Miss Elyese is a 1954 Chris Craft utility runabout. We've taken care of it for many years. A leaky bottom has been getting worse. The fix: a whole new bottom. This era of Chris Craft was built with a bottom consisting of an inner layer of plywood, then a layer of muslin (which really provided the waterproofing), then an outer layer of mahogany planking.

First the seats, engine, and gas tank come out. Then it goes in our slings:

in slings

Over it goes.

mid flip upsidedown

Begin by removing the outer planking, exposing the inner plywood.

outer planking removed

The muslin had rotted to shreds long ago. Waterproofing had been provided by working seam compound in the edges of the mahogany planking. I hesitate to call them seams as they weren't really designed for caulking. Eventually the planking comes a little loose, the inner plywood deteriorates, the outer planking gets scraped and sanded thin over the years. Also there are apt to be problems with deteriorating frames and chines. Then the plywood comes off. framing one side

The skeleton is visible. We replaced three rotted frames while we were at it.

all plywood removed

A good fix is to replace the bottom with laminations of plywood which we did. We used three layers of 5 mm sapele mahogany marine plywood, the best plywood.

first layer of plywood

The layers are bedded in 3M 5200 adhesive and temporarily fastened with sheet rock screws.

lamination in progress

The sheet rock screws are removed and exchanged for 316 stainless steel screws. I anticipate this to be a long term fix, definitely 50 years.
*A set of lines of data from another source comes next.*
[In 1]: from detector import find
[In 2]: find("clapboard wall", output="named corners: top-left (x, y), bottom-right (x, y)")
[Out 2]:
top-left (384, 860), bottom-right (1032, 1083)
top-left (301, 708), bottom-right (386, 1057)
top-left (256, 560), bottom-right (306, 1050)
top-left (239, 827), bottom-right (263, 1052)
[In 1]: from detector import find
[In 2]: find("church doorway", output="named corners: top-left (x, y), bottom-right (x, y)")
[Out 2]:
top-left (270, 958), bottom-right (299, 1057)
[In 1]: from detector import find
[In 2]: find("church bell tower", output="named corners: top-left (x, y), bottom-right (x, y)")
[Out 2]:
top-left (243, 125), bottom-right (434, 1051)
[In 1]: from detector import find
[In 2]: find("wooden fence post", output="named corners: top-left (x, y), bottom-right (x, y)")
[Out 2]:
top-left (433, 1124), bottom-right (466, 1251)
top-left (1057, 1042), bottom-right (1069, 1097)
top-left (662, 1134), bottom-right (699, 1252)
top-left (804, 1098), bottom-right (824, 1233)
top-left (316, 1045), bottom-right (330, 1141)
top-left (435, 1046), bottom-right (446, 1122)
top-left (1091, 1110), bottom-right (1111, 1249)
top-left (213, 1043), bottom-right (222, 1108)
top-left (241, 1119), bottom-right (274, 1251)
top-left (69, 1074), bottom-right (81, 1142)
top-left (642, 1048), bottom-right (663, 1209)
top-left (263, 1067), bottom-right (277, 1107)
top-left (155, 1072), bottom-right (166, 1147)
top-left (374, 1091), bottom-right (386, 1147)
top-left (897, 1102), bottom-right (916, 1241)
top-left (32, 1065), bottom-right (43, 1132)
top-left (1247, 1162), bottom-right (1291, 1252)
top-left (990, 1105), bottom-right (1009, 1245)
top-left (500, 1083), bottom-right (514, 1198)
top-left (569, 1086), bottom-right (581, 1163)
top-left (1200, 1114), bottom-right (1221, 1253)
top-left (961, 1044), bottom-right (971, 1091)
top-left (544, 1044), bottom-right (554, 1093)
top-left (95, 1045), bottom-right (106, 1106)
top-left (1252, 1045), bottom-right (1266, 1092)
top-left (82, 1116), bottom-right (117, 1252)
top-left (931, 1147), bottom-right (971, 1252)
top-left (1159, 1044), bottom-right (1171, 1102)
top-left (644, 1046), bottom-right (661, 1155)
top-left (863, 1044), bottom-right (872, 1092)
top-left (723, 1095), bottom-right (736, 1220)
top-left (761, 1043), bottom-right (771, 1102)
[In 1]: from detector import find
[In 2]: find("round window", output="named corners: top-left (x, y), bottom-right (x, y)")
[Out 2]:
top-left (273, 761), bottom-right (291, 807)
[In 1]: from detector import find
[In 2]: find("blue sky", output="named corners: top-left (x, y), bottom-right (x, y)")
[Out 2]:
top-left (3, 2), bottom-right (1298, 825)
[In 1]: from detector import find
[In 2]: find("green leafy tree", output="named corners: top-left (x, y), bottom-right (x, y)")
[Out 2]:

After the new layers were applied we found the keel was a little shallow for much of its length, so we applied a quarter inch shim.

red bottom

The bottom got two coats of clear epoxy, then two coats Awlgrip epoxy primer, then two coats red paint

new bottom from inside

You can see the new bottom once the boat is upright.

boat back together

The boat's back together: engine, seats, floorboards, fuel tank, windscreen.

varnished topsides
The topsides needed varnishing because we installed some new side frames with the associated fastenings and bungs.